DAW oder Plugin - es geht beides
Reason Studios Reason 11 ist nun da und bringt einige interessante Veränderungen. Ist das nun der Abgesang auf die Frickel-DAW oder gelingt den ehemals unter dem Namen Propellerheads firmierenden Unternehmen der Sprung ins Profilager? Mit dem Update 9.5 öffnete sich die proprietäre DAW für VST. Nun in Version 11 wird Reason Studios Reason 11 selber zu einem VST3-Plugin, das in jeder DAW läuft, die dieses Format unterstützt. Das gilt auch für die Mac-VSTs. An einem AU-Plugin wird gearbeitet und es soll voraussichtlich bis Ende 2019 als kostenloser Download verfügbar sein.
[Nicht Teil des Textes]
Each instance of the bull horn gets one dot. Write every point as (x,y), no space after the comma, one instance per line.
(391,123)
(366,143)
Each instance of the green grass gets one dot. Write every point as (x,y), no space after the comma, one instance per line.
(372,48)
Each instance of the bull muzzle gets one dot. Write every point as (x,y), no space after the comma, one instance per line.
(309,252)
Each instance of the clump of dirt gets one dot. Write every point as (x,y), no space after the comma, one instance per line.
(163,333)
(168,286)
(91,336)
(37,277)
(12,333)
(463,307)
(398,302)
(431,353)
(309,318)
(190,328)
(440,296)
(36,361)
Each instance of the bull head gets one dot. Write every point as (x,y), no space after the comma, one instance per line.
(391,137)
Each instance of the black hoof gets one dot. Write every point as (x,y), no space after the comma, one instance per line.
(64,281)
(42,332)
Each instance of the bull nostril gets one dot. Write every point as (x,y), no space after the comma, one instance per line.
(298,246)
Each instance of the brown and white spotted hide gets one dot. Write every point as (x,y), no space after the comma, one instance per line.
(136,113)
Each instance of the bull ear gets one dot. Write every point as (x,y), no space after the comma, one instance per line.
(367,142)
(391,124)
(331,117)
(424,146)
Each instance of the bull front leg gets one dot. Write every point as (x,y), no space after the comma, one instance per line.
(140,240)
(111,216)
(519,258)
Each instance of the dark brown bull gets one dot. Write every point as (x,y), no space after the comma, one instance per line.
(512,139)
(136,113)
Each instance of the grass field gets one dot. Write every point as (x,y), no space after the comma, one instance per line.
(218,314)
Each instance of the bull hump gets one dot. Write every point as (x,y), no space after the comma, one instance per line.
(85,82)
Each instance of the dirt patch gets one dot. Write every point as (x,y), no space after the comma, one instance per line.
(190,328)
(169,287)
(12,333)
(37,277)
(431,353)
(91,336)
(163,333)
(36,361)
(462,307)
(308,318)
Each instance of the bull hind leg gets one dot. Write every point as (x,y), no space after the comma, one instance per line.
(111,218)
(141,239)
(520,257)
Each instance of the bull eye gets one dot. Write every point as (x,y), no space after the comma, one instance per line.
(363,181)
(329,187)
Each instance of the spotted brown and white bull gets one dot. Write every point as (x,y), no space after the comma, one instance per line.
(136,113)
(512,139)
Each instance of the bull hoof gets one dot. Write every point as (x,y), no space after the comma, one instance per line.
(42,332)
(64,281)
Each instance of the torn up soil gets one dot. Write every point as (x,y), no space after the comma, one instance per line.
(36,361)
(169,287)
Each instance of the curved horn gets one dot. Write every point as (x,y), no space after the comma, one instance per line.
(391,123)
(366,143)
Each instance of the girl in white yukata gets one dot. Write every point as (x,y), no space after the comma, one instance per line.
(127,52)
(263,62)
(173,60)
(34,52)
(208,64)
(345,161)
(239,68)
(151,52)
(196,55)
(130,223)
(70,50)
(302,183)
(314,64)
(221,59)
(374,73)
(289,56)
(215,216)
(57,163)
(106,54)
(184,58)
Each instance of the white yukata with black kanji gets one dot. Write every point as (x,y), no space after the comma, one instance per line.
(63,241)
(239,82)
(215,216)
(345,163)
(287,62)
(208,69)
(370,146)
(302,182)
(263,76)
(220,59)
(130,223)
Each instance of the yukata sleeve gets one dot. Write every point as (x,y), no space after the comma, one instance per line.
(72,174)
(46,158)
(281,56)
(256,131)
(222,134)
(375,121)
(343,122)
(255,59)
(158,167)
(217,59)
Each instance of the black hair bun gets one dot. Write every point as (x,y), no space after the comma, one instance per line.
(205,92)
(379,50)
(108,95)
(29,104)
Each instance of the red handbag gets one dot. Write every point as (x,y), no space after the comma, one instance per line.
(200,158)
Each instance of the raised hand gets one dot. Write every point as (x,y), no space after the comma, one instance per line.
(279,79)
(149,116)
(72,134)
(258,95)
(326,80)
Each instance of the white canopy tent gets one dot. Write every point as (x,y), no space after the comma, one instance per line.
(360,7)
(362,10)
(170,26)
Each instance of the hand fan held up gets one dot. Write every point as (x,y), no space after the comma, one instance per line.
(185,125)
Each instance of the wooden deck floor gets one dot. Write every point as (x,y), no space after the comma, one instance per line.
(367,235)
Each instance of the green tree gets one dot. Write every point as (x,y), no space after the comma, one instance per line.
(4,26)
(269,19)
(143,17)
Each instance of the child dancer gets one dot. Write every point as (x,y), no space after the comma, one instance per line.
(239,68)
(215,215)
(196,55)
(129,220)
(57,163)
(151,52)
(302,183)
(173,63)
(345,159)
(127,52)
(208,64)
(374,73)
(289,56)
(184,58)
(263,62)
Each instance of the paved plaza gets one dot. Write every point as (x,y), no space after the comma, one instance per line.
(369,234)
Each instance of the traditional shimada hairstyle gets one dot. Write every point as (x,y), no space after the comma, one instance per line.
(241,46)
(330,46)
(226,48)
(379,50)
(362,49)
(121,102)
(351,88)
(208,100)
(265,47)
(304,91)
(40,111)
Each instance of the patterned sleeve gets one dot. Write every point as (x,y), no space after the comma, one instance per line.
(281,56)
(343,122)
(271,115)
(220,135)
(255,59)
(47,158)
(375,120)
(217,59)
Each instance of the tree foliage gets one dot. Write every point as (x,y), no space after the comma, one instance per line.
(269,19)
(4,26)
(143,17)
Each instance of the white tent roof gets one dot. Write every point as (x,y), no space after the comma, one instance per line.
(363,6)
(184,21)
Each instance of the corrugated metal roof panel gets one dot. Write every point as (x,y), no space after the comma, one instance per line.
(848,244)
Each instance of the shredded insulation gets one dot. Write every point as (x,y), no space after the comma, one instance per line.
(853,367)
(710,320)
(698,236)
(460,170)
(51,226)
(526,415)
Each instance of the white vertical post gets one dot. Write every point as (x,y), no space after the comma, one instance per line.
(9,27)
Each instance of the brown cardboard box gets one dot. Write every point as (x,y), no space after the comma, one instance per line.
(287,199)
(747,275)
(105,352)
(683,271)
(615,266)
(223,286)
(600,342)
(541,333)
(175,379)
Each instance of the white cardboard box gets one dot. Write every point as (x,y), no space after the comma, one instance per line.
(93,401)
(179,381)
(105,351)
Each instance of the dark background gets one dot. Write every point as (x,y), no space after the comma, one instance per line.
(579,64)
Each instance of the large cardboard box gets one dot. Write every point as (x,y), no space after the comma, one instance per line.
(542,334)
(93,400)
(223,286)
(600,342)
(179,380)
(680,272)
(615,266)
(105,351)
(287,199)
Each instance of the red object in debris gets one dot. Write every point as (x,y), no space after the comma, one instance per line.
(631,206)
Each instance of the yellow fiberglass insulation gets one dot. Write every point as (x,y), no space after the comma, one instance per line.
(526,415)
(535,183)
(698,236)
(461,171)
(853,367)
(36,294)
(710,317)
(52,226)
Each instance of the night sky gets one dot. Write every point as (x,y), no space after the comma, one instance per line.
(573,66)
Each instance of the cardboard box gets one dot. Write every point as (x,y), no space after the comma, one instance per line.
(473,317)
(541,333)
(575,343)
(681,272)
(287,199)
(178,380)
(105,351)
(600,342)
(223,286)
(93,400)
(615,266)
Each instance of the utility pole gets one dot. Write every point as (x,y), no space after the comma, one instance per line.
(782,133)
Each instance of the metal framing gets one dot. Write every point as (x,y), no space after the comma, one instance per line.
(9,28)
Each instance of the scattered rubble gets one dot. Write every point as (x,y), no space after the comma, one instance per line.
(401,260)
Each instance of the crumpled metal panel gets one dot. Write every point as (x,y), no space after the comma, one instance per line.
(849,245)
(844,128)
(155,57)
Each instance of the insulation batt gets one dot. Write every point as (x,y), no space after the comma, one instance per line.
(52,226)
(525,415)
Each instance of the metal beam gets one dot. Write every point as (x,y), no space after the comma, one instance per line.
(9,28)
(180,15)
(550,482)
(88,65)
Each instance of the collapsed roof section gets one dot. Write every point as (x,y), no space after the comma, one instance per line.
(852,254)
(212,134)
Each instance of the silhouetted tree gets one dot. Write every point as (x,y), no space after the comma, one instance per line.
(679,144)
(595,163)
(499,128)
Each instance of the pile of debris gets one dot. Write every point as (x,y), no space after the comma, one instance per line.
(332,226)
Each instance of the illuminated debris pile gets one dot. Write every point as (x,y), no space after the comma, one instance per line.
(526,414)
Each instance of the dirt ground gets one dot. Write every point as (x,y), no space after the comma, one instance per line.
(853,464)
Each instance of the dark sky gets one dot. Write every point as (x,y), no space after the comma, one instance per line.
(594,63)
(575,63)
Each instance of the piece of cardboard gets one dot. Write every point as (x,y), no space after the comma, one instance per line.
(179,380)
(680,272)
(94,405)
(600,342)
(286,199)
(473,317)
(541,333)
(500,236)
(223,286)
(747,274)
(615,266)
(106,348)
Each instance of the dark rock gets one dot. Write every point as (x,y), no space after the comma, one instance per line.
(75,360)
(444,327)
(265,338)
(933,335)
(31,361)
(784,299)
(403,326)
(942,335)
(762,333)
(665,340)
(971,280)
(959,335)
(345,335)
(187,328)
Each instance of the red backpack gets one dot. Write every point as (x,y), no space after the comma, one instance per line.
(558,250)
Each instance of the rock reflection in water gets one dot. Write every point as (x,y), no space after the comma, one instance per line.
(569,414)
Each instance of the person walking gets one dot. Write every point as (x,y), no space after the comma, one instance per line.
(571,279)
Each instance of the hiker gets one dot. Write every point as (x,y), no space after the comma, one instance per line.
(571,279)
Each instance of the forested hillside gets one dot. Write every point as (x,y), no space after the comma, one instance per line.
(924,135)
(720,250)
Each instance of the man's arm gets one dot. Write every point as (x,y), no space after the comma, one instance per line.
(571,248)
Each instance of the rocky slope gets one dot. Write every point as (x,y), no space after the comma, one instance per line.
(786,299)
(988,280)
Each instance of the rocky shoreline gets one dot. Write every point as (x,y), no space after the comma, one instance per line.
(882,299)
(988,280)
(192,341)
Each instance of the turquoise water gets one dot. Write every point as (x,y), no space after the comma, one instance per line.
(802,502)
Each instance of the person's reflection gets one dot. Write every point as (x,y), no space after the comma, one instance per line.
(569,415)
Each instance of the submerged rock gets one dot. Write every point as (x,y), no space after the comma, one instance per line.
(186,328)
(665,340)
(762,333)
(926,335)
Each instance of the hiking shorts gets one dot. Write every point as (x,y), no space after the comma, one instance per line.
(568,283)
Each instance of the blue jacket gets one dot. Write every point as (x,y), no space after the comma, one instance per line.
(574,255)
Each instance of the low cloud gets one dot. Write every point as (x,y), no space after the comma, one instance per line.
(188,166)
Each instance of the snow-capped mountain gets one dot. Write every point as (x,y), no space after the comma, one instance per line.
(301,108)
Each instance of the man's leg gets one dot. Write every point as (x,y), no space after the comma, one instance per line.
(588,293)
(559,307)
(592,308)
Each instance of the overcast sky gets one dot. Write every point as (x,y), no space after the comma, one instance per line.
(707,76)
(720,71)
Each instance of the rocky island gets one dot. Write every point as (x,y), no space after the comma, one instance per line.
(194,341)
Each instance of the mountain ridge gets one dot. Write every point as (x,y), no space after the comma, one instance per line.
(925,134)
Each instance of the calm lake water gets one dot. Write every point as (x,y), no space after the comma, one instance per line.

Reason Studios Reason 11 gibt es in den Versionen Intro (79,- Euro), Standard (349,- Euro) und Suite (549,- Euro). Hier eine kleine Übersicht der Features:
Reason 11 Intro:
- enthält Reason Rack-Plugin
- enthält 31 Geräte: 11 Instrumente, 9 Effekte, 8 Utilities (z. B. Matrix Sequencer) und 3 Player (z. B. Dual Arpeggio)
Reason 11:
- enthält Reason Rack-Plugin
- enthält 55 Geräte: 15 Instrumente, 29 Effekte, 8 Utilities und 3 Player
Reason 11 Suite:
- enthält Reason Rack-Plugin
- enthält 72 Geräte: 27 Instrumente, 31 Effekte, 8 Utilities und 6 Player
- u. a. mit vielen zuvor kostenpflichtigen Rack Extensions wie Complex-1 oder Parsec
Es läuft auf aktuellen und nicht mehr ganz so aktuellen Windows und Mac Rechnern. Mac-User aufgepasst, es wird mindestens macOS 10.12 benötigt. Windows Usern reicht eine 64-Bit-Version von Windows 7 ab aufwärts. 4 GB RAM sollten es schon sein. Die Grundinstallation nimmt ungefähr 4 GB Festplattenplatz ein.
Neues Klangfutter für Reason 11
Zunächst einmal die Neuerungen in der eigentlichen Reason Studios Reason 11. Diese betreffen einen neuen Klangerzeuger, neue Effekte und einige kleine User-Interface Verbesserungen. Leider gibt es immer noch keine Unterstützung für VST3-Plugins. Auch das Verteilen von virtuellen MIDI-Daten innerhalb von Reason 11 ist auch weiterhin nicht möglich.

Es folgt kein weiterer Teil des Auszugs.